[FOM] Canonical Turing-complete set

Harvey Friedman hmflogic at gmail.com
Mon Mar 19 02:05:42 EDT 2018


JOE SHIPMAN WROTE
https://cs.nyu.edu/pipermail/fom/2018-March/020883.html

What is the most “natural” or “canonical” definition of a
Turing-complete set of natural numbers, one which is as independent of
“coding” details as possible?

A natural enumeration of Diophantine equations of degree 4 would work.
Perhaps Martin Davis knows of some Turing-complete set with a
relatively natural enumeration.

If we are willing to move to functions instead of sets it is easier:
f(n) = the number of polynomials in <=n variables of degree <=n with
all coefficients of absolute value <=n that have integer solutions
would work. And we can probably use the range of that function as a
canonical Turing complete set of natural numbers.

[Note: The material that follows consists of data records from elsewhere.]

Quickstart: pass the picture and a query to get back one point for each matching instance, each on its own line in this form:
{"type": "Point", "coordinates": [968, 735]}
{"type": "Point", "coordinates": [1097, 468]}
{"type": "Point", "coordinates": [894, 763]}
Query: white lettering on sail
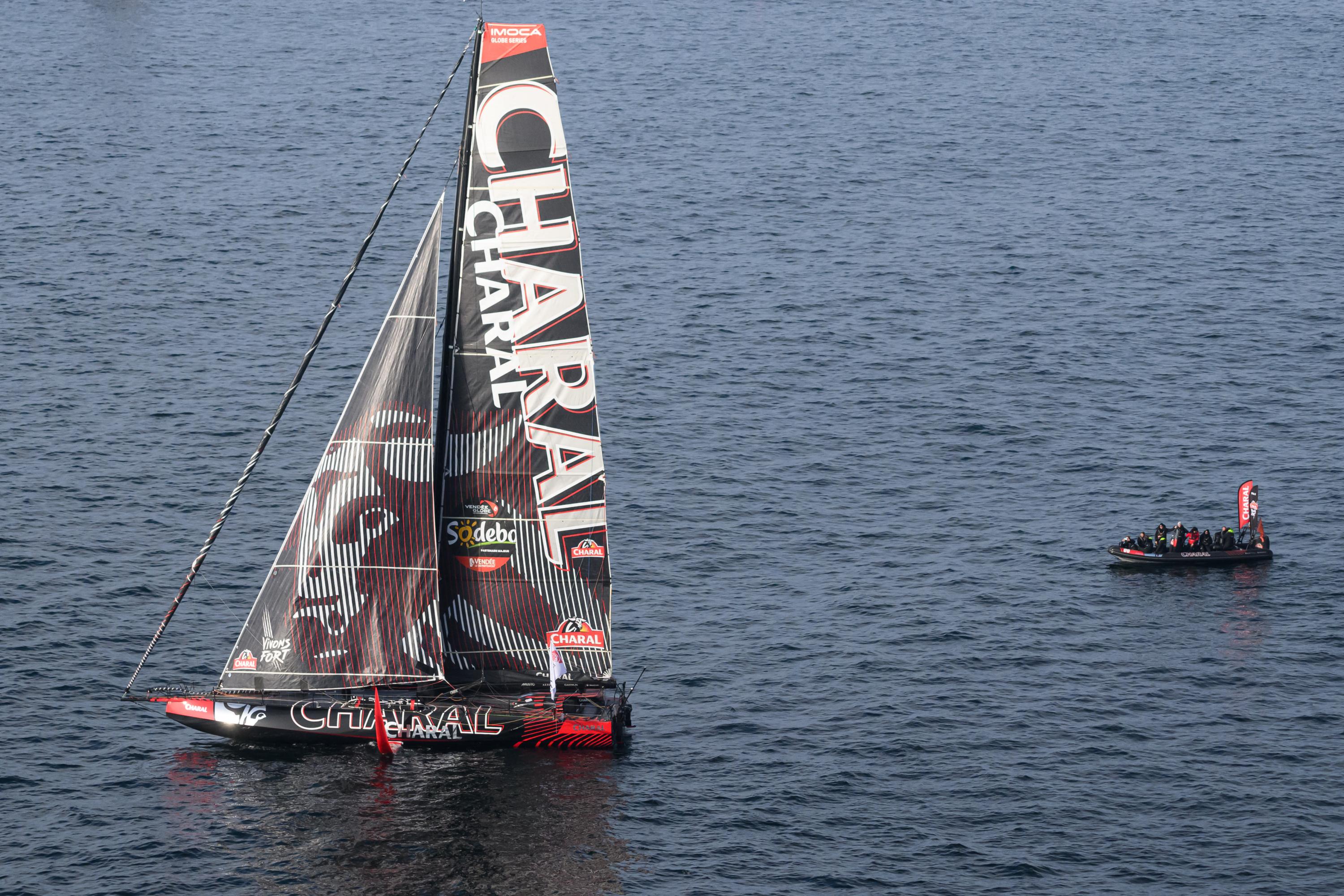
{"type": "Point", "coordinates": [504, 101]}
{"type": "Point", "coordinates": [568, 375]}
{"type": "Point", "coordinates": [527, 189]}
{"type": "Point", "coordinates": [547, 296]}
{"type": "Point", "coordinates": [546, 371]}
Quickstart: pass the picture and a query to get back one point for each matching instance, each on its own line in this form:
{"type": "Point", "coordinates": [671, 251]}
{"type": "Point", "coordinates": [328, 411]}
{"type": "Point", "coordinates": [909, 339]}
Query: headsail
{"type": "Point", "coordinates": [353, 597]}
{"type": "Point", "coordinates": [523, 538]}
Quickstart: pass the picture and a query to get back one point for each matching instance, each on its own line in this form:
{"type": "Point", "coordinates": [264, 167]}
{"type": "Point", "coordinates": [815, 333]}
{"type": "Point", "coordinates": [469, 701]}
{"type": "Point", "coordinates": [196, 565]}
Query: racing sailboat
{"type": "Point", "coordinates": [1250, 544]}
{"type": "Point", "coordinates": [445, 579]}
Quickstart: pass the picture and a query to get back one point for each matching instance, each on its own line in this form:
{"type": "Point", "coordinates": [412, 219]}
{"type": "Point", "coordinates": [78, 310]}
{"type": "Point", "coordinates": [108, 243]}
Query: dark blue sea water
{"type": "Point", "coordinates": [902, 314]}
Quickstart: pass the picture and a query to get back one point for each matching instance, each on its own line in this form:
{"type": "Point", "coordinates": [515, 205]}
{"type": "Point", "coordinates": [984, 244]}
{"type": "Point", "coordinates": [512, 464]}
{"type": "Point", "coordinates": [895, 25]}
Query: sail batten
{"type": "Point", "coordinates": [353, 595]}
{"type": "Point", "coordinates": [523, 526]}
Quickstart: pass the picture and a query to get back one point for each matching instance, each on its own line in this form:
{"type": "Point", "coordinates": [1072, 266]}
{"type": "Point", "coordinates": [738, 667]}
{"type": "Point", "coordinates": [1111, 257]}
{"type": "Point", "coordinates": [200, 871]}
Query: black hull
{"type": "Point", "coordinates": [1131, 556]}
{"type": "Point", "coordinates": [593, 720]}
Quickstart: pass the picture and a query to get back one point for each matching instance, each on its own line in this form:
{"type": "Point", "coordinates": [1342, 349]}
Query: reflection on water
{"type": "Point", "coordinates": [1246, 626]}
{"type": "Point", "coordinates": [342, 821]}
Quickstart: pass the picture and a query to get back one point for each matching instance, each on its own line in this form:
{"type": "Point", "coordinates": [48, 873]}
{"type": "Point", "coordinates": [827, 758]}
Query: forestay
{"type": "Point", "coordinates": [523, 538]}
{"type": "Point", "coordinates": [353, 597]}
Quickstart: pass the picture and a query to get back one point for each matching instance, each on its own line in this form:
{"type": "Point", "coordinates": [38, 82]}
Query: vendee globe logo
{"type": "Point", "coordinates": [483, 508]}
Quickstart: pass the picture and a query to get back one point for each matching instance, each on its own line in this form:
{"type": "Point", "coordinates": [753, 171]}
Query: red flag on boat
{"type": "Point", "coordinates": [1244, 504]}
{"type": "Point", "coordinates": [386, 745]}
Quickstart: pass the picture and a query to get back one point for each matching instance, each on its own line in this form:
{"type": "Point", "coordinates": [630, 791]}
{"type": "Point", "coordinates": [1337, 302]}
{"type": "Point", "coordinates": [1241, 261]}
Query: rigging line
{"type": "Point", "coordinates": [293, 385]}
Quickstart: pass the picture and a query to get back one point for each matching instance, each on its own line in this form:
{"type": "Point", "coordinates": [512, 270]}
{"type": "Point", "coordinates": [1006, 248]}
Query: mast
{"type": "Point", "coordinates": [455, 267]}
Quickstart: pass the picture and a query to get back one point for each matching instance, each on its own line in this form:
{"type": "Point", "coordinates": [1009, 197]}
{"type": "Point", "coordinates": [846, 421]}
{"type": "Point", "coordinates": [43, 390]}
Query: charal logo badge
{"type": "Point", "coordinates": [577, 634]}
{"type": "Point", "coordinates": [588, 548]}
{"type": "Point", "coordinates": [484, 508]}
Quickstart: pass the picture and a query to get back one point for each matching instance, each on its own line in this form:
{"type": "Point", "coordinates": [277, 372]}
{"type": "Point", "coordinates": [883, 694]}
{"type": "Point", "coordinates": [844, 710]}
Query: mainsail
{"type": "Point", "coordinates": [523, 526]}
{"type": "Point", "coordinates": [353, 597]}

Can anyone improve on this?

*******

See

65. (with T. Erdelyi), The Number of Certain Integral Polynomials and
Nonrecursive Sets of Integers, Part I, Transactions of the AMS, 357,
(2005), 999-1011.

66. The Number of Certain Integral Polynomials and Nonrecursive Sets
of Integers, Part II, Transactions of the AMS, 357 (2005), 1013-1023.